Il messaggio da far passare è che lo sport è soprattutto divertimento. Il consiglio che mi sento di dare è quello di provare discipline diverse, cercando quella che più si addice e permette di sentirsi bene. Lo sport - al pari della meditazione, della musica e dell'arte - è un mezzo per sentirsi meglio, un momento dove la quotidianità sparisce lasciando spazio al solo divertimento. Bisogna cercare la propria passione: provando e sperimentando si trova la strada.

Quale sport senti più tuo?

Ho praticato numerosi sport e ogni volta li ho sentiti tutti miei.
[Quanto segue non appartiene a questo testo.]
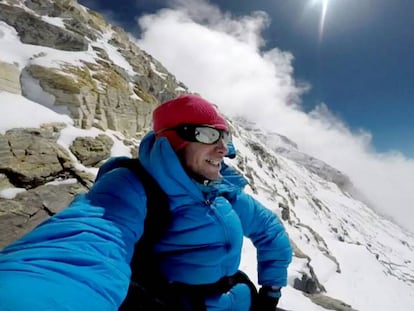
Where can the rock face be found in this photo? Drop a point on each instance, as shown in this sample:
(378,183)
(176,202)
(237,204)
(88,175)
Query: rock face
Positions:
(98,92)
(9,78)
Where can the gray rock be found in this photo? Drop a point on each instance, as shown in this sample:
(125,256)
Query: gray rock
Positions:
(9,78)
(90,151)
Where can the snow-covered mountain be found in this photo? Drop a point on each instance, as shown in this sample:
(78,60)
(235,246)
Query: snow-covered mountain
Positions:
(75,90)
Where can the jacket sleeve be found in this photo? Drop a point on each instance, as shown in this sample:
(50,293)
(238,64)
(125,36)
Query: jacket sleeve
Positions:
(89,244)
(263,227)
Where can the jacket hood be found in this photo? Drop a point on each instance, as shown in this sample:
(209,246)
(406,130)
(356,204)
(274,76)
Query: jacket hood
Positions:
(161,161)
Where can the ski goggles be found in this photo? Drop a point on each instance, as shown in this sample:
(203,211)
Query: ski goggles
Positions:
(201,133)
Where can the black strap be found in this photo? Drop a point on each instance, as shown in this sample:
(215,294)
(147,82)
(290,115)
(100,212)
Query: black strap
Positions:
(194,295)
(147,289)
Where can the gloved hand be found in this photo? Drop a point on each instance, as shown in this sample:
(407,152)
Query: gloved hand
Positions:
(268,298)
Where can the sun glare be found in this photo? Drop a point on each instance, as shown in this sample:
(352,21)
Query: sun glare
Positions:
(323,4)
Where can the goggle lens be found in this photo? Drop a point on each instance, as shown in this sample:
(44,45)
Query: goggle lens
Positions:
(202,134)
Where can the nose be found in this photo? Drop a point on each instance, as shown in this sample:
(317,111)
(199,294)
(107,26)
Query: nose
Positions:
(221,147)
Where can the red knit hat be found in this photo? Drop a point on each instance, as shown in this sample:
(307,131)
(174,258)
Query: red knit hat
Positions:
(186,109)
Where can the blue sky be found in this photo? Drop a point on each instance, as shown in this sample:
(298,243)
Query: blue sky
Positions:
(359,62)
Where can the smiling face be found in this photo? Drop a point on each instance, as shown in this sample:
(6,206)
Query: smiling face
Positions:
(204,160)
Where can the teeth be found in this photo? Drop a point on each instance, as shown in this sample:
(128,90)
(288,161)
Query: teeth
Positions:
(217,163)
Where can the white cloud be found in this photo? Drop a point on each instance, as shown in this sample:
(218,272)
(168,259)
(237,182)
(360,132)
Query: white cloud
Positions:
(222,58)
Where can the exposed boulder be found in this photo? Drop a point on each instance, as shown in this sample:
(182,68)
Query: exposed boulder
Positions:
(92,150)
(22,213)
(31,157)
(9,78)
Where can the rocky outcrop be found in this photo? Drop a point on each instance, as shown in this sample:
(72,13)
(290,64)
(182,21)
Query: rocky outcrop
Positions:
(9,78)
(31,161)
(92,150)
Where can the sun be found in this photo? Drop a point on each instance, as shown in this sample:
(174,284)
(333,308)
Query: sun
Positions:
(324,9)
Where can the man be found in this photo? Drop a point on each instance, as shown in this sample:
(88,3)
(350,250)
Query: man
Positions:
(79,259)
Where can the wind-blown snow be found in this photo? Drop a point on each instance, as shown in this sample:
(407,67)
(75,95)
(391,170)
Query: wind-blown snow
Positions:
(358,256)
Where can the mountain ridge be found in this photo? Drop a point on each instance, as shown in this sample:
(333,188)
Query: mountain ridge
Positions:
(108,88)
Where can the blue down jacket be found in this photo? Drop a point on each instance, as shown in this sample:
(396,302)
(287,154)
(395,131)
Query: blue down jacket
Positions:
(79,258)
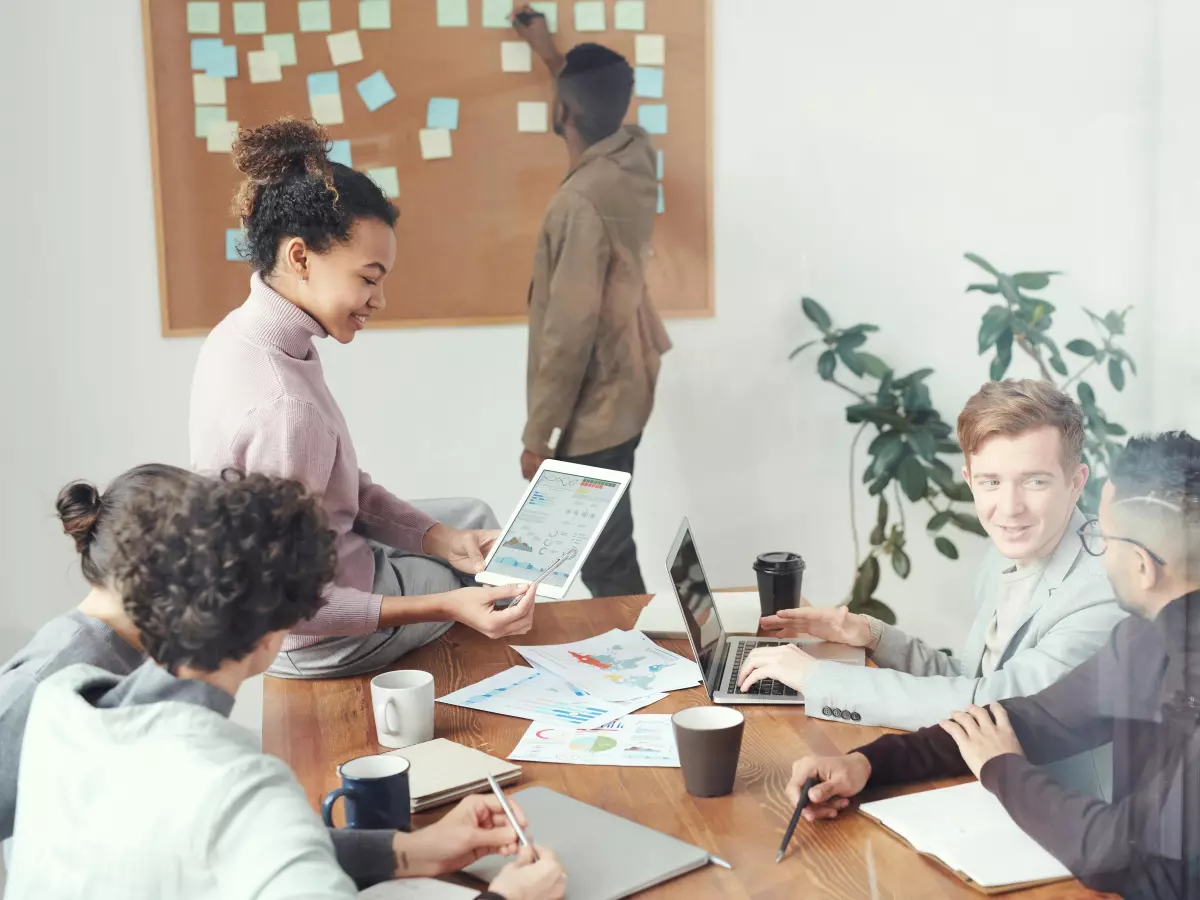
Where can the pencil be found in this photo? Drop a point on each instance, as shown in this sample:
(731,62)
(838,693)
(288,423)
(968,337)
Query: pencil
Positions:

Quello che mi ha regalato più emozioni e risultati è stato l'hockey su ghiaccio: mi ha permesso di rappresentare la mia nazione dandomi la possibiltà di partecipare a manifestazioni.

Tu conosci bene l'allenamento e i sacrifici che lo sport richiede. Il nostro Centro di Formazione cerca di infondere nei bambini la cultura del lavoro e la disciplina: quale consiglio puoi darci per migliorare la nostra efficacia?

Sono convinto che allenamento, sacrificio, dedizione e voglia di migliorare siano fondamentali: la testa può fare la differenza, bisogna volerlo. L'obiettivo che ogni sportivo deve porsi è quello di tirar fuori il meglio di sé e non importa se non si arriva al traguardo prefissato: se si è fatto il possibile non si devono avere rimpianti, va bene lo stesso!

Quali progetti hai per il tuo prossimo futuro?

Voglio introdurre la disciplina del para-standing-tennis, una variante del tennis dedicata a chi pur avendo disabilità fisiche è in grado di muoversi e giocare senza carrozzina. Ad oggi l'unica disciplina paraolimpica è su sedia a rotelle, tuttavia vi sono numerosi atleti che giocano stando in piedi ma ne sono esclusi perché privi di un braccio.

LA CARRIERA

Gregory Leperdi è un ex hockeista su slittino nato in Francia, ma naturalizzato italiano. Con la Nazionale ha disputato tutte le edizioni dei tornei ufficiali dall'esordio degli azzurri nel 2005; quattro edizioni dei campionati europei, sei dei campionati mondiali e quattro edizioni dei giochi paralimpici invernali.